Speaker: Mitchell Paukner, PhD (Wake Forest University)
Title: Window Mean Survival Time
Abstract: In modern oncology clinical trials, it is common for time-to-event data to violate the proportional hazards assumption (PH). Due to this violation, the common practice of assessing treatment benefit through log-rank tests (LRT) and Cox models may produce lackluster results in terms of power and interpretability. Due to being free of distributional assumptions, there has been a resurgence in interest in restricted mean survival time (RMST) as a means of estimating and communicating treatment effects in settings where PH is in doubt. While interpretable, in scenarios where the treatment effect is delayed, the power to detect treatment benefit with RMST is hindered, and at times, abysmal.  We propose a class of alternative estimates and tests to RMST called window mean survival time (WMST) which improves power in numerous survival scenarios with non-proportional hazards (NPH) while maintaining a level of interpretability like RMST. WMST, an estimate of mean survival in a specified window of time (characterized by the area under the Kaplan-Meier (KM) curve between time horizons), offers the clinician and statistician great flexibility in choosing window bounds without relying on distributional assumptions that nullify results or interpretation when not satisfied.  We not only cover the basic methodology of WMST, but its various extensions (formulation of estimates and tests, combination testing, and trial design), and demonstrate its value through multiple simulation studies and real data examples.

Speaker: Ludovic Trinquart, PhD, MSc, MPH (Tufts University School of Medicine)
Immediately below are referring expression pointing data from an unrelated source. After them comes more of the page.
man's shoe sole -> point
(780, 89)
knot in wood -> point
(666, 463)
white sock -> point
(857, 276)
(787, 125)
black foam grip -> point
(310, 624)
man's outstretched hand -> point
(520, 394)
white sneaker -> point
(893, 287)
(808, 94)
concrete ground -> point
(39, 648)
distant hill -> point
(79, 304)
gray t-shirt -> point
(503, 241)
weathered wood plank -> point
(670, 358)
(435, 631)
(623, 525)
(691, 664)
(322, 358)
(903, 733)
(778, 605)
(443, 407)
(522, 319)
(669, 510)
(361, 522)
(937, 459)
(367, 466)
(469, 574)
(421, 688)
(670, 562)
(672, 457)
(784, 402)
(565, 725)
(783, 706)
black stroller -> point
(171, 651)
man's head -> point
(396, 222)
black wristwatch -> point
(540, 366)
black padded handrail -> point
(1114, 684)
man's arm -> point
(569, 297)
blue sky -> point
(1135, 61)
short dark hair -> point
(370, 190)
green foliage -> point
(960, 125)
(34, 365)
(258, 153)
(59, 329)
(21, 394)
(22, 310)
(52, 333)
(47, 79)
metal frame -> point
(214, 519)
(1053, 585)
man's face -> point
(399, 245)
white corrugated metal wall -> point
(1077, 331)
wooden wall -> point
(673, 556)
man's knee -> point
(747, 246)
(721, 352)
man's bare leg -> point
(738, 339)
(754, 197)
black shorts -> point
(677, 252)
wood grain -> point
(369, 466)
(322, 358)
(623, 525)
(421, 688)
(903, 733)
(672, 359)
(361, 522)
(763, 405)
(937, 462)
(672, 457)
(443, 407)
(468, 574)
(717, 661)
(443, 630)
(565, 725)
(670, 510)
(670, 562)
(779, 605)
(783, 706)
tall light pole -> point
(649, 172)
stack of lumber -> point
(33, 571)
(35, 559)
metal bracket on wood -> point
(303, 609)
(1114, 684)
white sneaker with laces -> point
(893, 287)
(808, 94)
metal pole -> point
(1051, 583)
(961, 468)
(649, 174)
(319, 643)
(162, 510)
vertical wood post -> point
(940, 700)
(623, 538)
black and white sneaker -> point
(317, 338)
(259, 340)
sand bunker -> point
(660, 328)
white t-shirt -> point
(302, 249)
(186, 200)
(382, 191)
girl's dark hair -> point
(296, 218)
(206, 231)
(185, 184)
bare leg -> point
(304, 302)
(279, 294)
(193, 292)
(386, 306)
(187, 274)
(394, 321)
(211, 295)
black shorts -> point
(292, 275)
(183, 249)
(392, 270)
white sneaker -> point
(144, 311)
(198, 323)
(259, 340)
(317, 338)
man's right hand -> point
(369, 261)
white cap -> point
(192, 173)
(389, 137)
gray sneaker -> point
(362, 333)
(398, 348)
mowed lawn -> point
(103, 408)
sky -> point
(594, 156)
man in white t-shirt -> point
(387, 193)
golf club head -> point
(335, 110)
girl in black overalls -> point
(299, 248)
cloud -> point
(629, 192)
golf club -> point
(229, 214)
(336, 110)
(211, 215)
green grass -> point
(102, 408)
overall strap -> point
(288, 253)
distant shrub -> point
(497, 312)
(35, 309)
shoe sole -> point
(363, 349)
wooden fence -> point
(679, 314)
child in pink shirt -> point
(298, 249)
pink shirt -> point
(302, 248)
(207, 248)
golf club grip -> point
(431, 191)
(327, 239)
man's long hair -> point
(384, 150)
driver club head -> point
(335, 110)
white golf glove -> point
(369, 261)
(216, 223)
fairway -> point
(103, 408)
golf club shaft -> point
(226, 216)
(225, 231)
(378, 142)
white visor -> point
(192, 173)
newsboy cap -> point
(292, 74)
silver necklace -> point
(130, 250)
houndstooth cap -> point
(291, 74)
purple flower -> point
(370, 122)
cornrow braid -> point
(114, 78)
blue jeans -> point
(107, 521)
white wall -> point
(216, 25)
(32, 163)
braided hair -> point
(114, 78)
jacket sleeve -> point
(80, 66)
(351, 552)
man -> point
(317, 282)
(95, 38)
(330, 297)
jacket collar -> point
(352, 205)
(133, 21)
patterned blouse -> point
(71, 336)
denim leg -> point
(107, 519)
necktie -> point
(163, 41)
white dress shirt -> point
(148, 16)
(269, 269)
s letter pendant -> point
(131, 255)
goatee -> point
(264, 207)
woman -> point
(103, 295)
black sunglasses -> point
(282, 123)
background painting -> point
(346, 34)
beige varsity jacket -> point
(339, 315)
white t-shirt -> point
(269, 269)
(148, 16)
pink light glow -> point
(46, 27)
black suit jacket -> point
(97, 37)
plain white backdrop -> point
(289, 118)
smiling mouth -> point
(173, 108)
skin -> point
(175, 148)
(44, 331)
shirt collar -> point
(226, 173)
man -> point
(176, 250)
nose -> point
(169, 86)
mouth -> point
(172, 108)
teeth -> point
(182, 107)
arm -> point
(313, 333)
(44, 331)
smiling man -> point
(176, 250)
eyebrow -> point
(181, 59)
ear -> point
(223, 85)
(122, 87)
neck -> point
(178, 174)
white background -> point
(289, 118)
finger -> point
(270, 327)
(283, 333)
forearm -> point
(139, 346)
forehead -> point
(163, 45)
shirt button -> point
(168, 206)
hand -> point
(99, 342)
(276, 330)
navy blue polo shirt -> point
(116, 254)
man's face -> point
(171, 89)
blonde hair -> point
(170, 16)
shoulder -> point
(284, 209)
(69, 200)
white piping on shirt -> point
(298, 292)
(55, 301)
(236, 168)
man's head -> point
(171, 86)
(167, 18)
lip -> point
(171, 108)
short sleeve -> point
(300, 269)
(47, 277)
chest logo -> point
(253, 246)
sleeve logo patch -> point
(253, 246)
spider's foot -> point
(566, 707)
Title: Empowering Patient-Centered Clinical Trial Design: A Novel Combination Test Framework with Restricted Mean Survival Times
Abstract: The log-rank test is widely used for designing and analyzing randomized controlled trials (RCTs) with time-to-event endpoints. However, the log-rank test is no longer optimal under non-proportional hazards (PH) and deviations from PH are common. Weighted log-rank tests and their combinations, in particular the Max-Combo test, have been proposed to restore efficiency under non-PH. However, interpretation of these test results or the corresponding weighted HR can be unclear. Milestone difference in survival probabilities or in restricted mean survival times (RMST) offer clinically interpretable and patient-centric measures of treatment effects. A unified testing framework to harness their strengths remains underexplored.  We introduce novel milestone combination tests that integrate the milestone differences in survival probabilities and in RMST, providing robust, clinically meaningful tools for RCTs with time-to-event endpoints, under PH and non-PH conditions. In simulation studies, we consider trials designs with random number or fixed number of events, under PH, early treatment effects, late-emerging effects, and crossing survival curves. The proposed combination tests consistently maintained robust type I error control and exhibited superior power under non-PH scenarios compared to traditional methods. Applications in cancer trial datasets further highlighted their clinical relevance, detecting treatment effects at earlier, meaningful timepoints.